He cited the Sissala West District where herders from Burkina Faso enter into the district through unapproved routes making it difficult to take stock of the animals entering the country and to provide the necessary services for revenue generation.

Mr Aanye attributed this to the lack of livestock corridors in the area and appealed to the government and appropriate institutions to provide structured corridors to avoid haphazard entering of livestock into the country.

He stated this in an interview on the sideline of a livestock training workshop in Tumu under the “Project to Support Livestock Mobility for Better Access to Resources and Markets in West Africa” (PAMOBARMA).

The workshop, organised by the Centre for Indigenous Knowledge and Organisational Development (CIKOD) with funding from the European Commission, was to sensitise stakeholders in the livestock industry to the basic requirements of livestock production, trading, mobility and value chain in the West African Sub-region.

Currently, Ghana had no livestock corridors to track and control livestock herders entering the country from other countries thereby paving way for haphazard penetration of livestock into the country.

Statistics indicate that 77, 871 metric ton of livestock was produced Ghana in 2018, accounting for on 19 per cent, while the remaining 81 per cent was imported with scarce foreign exchange resource to meet local demand.

Mr Eric Annuoh, Programme Officer for the PAMOBARMA project indicated that in spite of the potential of livestock rearing to transform the economy of farmers, people tend to shy away from the sector partly due to the cost involved.

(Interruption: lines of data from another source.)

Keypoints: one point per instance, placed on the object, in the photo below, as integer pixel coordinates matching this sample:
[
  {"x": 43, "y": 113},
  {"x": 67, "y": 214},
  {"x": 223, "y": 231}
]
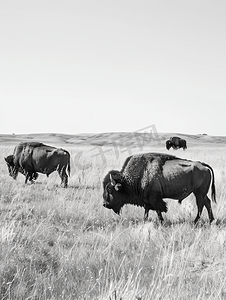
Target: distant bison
[
  {"x": 176, "y": 143},
  {"x": 146, "y": 179},
  {"x": 32, "y": 158}
]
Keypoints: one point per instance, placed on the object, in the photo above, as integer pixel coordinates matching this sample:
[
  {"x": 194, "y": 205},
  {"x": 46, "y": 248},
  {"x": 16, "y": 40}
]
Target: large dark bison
[
  {"x": 146, "y": 179},
  {"x": 32, "y": 158},
  {"x": 176, "y": 143}
]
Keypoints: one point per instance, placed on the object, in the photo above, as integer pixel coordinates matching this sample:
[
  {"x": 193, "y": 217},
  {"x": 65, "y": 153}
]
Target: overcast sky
[{"x": 96, "y": 66}]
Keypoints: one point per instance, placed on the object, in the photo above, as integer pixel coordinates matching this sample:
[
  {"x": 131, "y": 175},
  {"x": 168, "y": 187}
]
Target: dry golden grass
[{"x": 63, "y": 244}]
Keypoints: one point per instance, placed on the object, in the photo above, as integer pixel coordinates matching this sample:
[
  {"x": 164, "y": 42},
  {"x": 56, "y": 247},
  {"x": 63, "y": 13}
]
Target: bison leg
[
  {"x": 146, "y": 214},
  {"x": 160, "y": 216},
  {"x": 200, "y": 205},
  {"x": 63, "y": 175},
  {"x": 207, "y": 204}
]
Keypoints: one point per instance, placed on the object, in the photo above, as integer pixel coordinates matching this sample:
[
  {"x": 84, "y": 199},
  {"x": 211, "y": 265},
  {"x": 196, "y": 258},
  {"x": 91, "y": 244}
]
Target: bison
[
  {"x": 146, "y": 179},
  {"x": 176, "y": 143},
  {"x": 34, "y": 157}
]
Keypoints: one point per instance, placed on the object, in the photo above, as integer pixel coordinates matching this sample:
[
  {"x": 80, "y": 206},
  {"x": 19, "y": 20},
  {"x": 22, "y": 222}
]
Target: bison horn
[{"x": 113, "y": 182}]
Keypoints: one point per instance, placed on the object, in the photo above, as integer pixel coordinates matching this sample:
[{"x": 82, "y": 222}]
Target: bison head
[
  {"x": 13, "y": 170},
  {"x": 113, "y": 196},
  {"x": 169, "y": 144}
]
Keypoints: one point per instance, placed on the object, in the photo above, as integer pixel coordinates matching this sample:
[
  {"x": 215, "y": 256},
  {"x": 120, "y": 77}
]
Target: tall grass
[{"x": 62, "y": 244}]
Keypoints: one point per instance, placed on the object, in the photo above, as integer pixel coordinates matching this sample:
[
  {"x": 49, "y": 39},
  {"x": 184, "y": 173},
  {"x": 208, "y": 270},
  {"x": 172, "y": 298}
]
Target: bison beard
[{"x": 146, "y": 179}]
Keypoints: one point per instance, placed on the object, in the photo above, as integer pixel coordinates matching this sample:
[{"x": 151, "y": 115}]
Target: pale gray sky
[{"x": 96, "y": 66}]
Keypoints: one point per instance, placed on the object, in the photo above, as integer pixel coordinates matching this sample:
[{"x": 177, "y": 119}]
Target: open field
[{"x": 61, "y": 243}]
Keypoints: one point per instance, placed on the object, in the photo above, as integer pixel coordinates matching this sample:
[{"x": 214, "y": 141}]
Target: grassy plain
[{"x": 61, "y": 243}]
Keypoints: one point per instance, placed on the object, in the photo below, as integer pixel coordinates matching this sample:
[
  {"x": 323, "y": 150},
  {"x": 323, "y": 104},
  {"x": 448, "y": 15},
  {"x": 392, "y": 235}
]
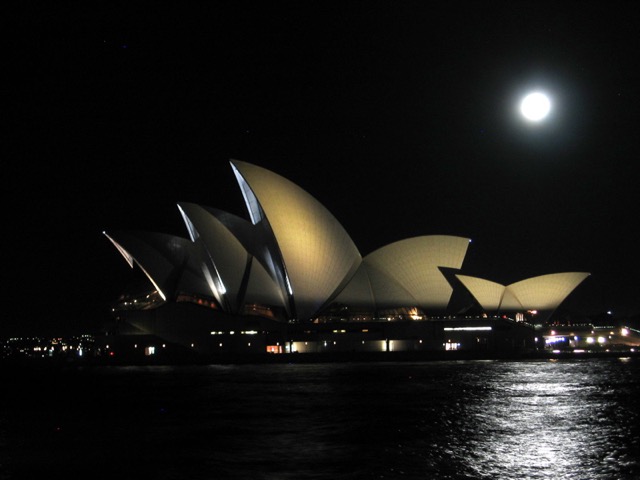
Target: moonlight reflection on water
[{"x": 540, "y": 419}]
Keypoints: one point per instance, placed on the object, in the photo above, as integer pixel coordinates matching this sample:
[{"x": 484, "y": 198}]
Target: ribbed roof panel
[
  {"x": 413, "y": 263},
  {"x": 317, "y": 251}
]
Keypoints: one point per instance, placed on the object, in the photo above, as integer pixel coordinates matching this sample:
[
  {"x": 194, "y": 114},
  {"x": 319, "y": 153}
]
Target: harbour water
[{"x": 471, "y": 419}]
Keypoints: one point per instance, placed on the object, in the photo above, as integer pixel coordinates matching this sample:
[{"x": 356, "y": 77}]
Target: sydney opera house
[{"x": 288, "y": 278}]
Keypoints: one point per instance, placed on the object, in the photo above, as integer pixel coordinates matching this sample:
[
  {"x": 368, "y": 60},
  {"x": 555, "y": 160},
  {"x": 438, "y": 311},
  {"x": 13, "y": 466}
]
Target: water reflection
[{"x": 434, "y": 420}]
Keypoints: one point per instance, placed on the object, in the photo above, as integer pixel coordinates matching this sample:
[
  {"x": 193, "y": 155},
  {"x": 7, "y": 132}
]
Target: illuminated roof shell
[
  {"x": 318, "y": 255},
  {"x": 413, "y": 264},
  {"x": 545, "y": 292}
]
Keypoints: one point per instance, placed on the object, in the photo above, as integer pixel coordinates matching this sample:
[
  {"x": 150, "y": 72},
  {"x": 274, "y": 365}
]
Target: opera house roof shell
[{"x": 293, "y": 257}]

“It is advisable that if you want to be safe at rearing you will want to make it intensive and keeping intensive livestock is very expensive … especially, if you are thinking of the agro-industrial like the soya meals that I mentioned.

So sometimes people have the passion to keep them but the cost involved is actually one thing that deters them, and like I also said if you keep them intensively, hygiene is also another one and even accessing veterinary services is not easy”, he explained.

However, Mr Tahiru Ali, Presiding Member for the Sissala West District Assembly, urged farmers and the youth to see livestock rearing as a business venture and to invest the maximum resources into it for a productive outcome.

He also indicated that despite the challenges inherent in livestock rearing people were not privy to the importance and potential of the sector, hence, their little or no interest in keeping livestock.

Mr Ali, therefore, emphasised the need for extensive sensitisation campaign towards livestock rearing which would also go a long way to make the government’s rearing for Food and Jobs (RFJ) programme successful.

President Akuffo-Addo, on Monday, 24th June 2019 launch the RFJ programme which was aimed to improve livestock rearing in Ghana and to reduce the import of meat into the country.